Jeb Hensarling, the recently appointed chairman to the House Financial Services Committee, has been critical of the CFPB’s ability-to-repay and qualified mortgage rule released last week.
“These types of ‘one-size fits all’ solutions always—always—are fraught with unintended consequences,” Hensarling said. “After all, government regulations and policies that strong-armed, incented and cajoled financial institutions into loaning money to people to buy homes they couldn’t afford are a major reason why we had the financial crisis to begin with. Ironically, now we have government regulations attempting to tell financial institutions not to do what the government was telling them to do before.”
Regulation Z of the Truth in Lending Act prohibits a lender from issuing a higher-priced mortgage loan without examining the potential borrower’s ability to repay the loan.
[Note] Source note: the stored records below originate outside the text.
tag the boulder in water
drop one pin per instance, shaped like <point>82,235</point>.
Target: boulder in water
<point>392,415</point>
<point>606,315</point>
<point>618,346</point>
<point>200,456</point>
The CFPB’s final rule implements provisions from the Dodd-Frank Act that require creditors to make “a reasonable, good faith” determination of a borrower’s ability to repay their financial obligations.
“We have already started to see a consolidation in this market as participants, including banks and other mortgage loan originators, pull back from offering their products and services,” Hensarling said. “As the Financial Services Committee examines this and other mortgage rules, we will look to see how they will impact a community financial institution’s ability to compete and offer sustainable, affordable mortgages, or whether they will cause a further consolidation toward our nation’s perceived ‘too big to fail’ banks. We will also examine the extent to which these rules impact a qualified consumer’s ability to access credit, particularly for consumers in small and rural markets.”
Additionally, Hensarling was critical of the CFPB and its “unchecked” powers granted by Dodd-Frank.
“The CFPB has been given a job that is both impossible and dangerous,” Hensarling said. “Impossible because the CFPB is a big government bureaucracy in Washington attempting to determine which mortgages are appropriate for 100 million Americans, each of whom have their own personal circumstances that the CFPB knows nothing about. Dangerous because the CFPB has been given vast, unprecedented and unchecked power, all delegated to a single director whose alleged recess appointment by the President is legally questionable. Rather than bringing greater certainty to the marketplace, every decision made by the CFPB will therefore be under a cloud. All could be overturned because the CFPB director’s appointment is possibly unconstitutional, unlawful or both.”